Context for my confusion: train_inverted_pendulum.py runs with no errors on my laptop 🤔 . AFAIK the +=, *=, etc. operators aren't in-place operations; they're sugar for x += y => x = x + y. Maybe there's something subtle going on that makes this run differently between machines.

It's possible that the problem is caused by different machines. This forum post leads me to believe that += and *= are inplace operations, though: discuss.pytorch. Regardless of whether or not it is, I am very curious why pytorch doesn't complain on your machine. I'm running the newest versions of the libraries; Are any of yours older?

Also, this PR looks like it includes all of the code for the new pusher-slider example. That's great, but it should probably go in a different PR (e.g. 1 for autograd errors, 1 to add the pusher slider).

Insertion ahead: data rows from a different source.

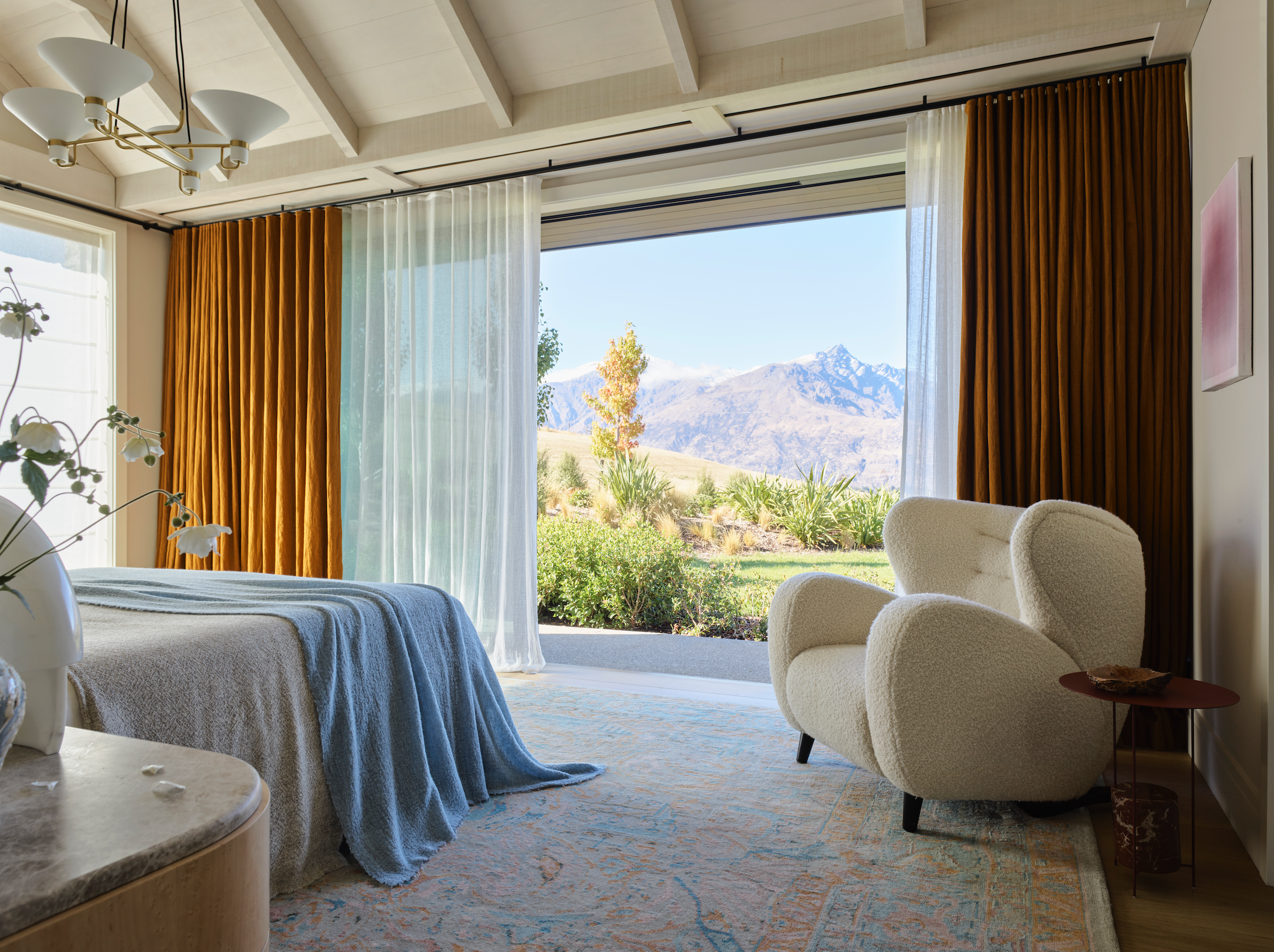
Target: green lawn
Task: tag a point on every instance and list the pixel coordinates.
(869, 565)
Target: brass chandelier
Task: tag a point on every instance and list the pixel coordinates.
(101, 72)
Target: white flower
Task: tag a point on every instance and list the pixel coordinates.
(141, 446)
(13, 325)
(41, 437)
(199, 541)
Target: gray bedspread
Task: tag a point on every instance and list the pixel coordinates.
(412, 719)
(230, 684)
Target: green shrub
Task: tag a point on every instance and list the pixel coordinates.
(636, 486)
(705, 497)
(812, 510)
(861, 516)
(631, 577)
(751, 494)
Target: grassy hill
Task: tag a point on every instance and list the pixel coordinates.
(678, 467)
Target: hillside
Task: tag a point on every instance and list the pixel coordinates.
(678, 467)
(827, 408)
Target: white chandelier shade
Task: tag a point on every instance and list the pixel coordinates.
(54, 115)
(101, 73)
(96, 71)
(243, 118)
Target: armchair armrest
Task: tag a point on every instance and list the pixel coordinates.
(812, 609)
(963, 704)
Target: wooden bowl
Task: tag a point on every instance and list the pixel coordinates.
(1128, 681)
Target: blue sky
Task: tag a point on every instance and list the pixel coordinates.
(738, 299)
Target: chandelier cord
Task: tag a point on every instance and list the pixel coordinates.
(124, 39)
(180, 42)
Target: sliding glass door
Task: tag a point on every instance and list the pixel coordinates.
(66, 370)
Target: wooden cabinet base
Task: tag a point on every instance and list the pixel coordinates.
(217, 900)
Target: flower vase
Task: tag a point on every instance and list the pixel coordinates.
(13, 704)
(40, 639)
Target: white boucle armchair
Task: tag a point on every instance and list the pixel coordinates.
(951, 691)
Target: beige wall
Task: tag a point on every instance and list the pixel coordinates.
(141, 285)
(1230, 75)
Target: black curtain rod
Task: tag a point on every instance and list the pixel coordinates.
(711, 197)
(668, 150)
(98, 209)
(742, 137)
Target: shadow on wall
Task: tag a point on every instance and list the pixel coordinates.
(1230, 654)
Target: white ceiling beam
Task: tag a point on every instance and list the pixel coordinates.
(482, 64)
(282, 37)
(751, 78)
(162, 94)
(384, 177)
(710, 121)
(681, 44)
(914, 24)
(10, 78)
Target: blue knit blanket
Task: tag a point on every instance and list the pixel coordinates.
(412, 719)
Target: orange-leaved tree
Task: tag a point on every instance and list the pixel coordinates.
(618, 425)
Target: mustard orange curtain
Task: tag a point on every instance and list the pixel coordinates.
(1076, 348)
(252, 388)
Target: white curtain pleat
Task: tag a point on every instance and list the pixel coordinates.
(439, 403)
(936, 209)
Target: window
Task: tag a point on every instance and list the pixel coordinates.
(65, 371)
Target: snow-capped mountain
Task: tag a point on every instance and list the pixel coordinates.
(825, 408)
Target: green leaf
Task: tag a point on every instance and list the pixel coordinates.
(36, 481)
(15, 592)
(48, 458)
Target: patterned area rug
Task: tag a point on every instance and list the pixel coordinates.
(705, 834)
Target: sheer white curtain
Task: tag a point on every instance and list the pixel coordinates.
(439, 402)
(936, 203)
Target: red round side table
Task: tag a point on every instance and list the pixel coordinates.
(1180, 694)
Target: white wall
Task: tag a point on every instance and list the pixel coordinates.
(1230, 78)
(141, 290)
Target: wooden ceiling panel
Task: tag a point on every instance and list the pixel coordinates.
(315, 17)
(404, 36)
(609, 41)
(720, 26)
(384, 85)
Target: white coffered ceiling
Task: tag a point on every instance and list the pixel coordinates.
(399, 94)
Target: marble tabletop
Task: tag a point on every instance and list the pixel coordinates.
(103, 825)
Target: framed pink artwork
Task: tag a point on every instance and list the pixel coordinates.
(1226, 241)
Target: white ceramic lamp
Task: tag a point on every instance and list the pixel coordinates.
(96, 71)
(202, 160)
(54, 115)
(40, 643)
(241, 118)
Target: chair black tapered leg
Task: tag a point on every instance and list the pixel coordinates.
(803, 747)
(911, 812)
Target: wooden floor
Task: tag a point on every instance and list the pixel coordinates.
(1230, 909)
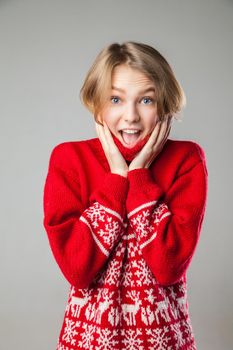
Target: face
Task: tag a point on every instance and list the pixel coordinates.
(131, 105)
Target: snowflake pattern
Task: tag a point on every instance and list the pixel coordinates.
(69, 332)
(105, 224)
(178, 335)
(107, 339)
(158, 338)
(87, 337)
(145, 221)
(131, 339)
(125, 294)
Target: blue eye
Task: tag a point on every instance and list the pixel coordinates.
(115, 99)
(147, 99)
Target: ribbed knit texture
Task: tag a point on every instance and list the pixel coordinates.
(125, 244)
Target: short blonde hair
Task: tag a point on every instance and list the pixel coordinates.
(170, 95)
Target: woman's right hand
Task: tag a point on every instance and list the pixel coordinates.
(115, 159)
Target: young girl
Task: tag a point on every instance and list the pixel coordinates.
(123, 211)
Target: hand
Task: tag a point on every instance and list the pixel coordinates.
(115, 159)
(153, 146)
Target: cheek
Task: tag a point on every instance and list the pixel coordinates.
(111, 116)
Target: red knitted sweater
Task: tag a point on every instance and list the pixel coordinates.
(125, 244)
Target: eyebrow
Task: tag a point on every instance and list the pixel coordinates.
(149, 89)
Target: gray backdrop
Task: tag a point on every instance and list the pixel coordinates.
(46, 48)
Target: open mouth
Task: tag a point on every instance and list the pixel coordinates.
(130, 139)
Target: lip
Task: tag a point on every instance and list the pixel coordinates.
(130, 129)
(131, 146)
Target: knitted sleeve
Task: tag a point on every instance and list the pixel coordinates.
(167, 226)
(80, 238)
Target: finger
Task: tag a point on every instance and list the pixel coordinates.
(108, 135)
(102, 136)
(163, 130)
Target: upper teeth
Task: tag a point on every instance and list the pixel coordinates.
(131, 131)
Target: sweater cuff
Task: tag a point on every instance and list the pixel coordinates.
(112, 193)
(142, 189)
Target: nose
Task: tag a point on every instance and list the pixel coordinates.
(131, 113)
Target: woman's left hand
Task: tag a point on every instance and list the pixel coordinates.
(153, 146)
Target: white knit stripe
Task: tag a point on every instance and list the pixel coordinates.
(155, 234)
(110, 211)
(145, 205)
(104, 251)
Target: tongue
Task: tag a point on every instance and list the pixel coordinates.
(130, 139)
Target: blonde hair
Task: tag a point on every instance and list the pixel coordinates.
(97, 84)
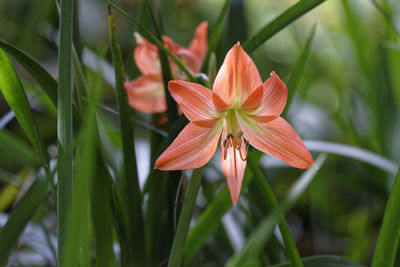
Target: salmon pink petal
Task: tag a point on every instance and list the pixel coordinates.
(267, 99)
(195, 100)
(146, 56)
(171, 45)
(280, 140)
(233, 167)
(146, 93)
(199, 44)
(238, 76)
(192, 149)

This is super surprising! Github marked the Pusher-Slider stuff as having been committed 2 weeks ago, but I committed that stuff yesterday! Now, I know that GitHub includes ALL changes on a branch into a pull request (not just the ones that were available at the time of pull request creation). I'll make a note to fix this.

A possible compromise: If you don't see the issue on your machine with updated libraries, then feel free to close/archive the pull request which will make this discussion visible to any M1 Mac users that may run into the same issues. :)

dawsonc commented 1 year ago

I'm open to keeping this PR open and tracking down this inplace bug. The first step would be to make an issue that includes steps to reproduce and the full stack trace that the error prints out. Even if it works on my machine, the fact that it doesn't work on your machine is troubling and we should try to dig into it.

kwesiRutledge commented 1 year ago

This pull request was referenced in a new issue, following Charles' guidelines. This PR will be closed and a new one will be created containing only the proposed "inplace" changes.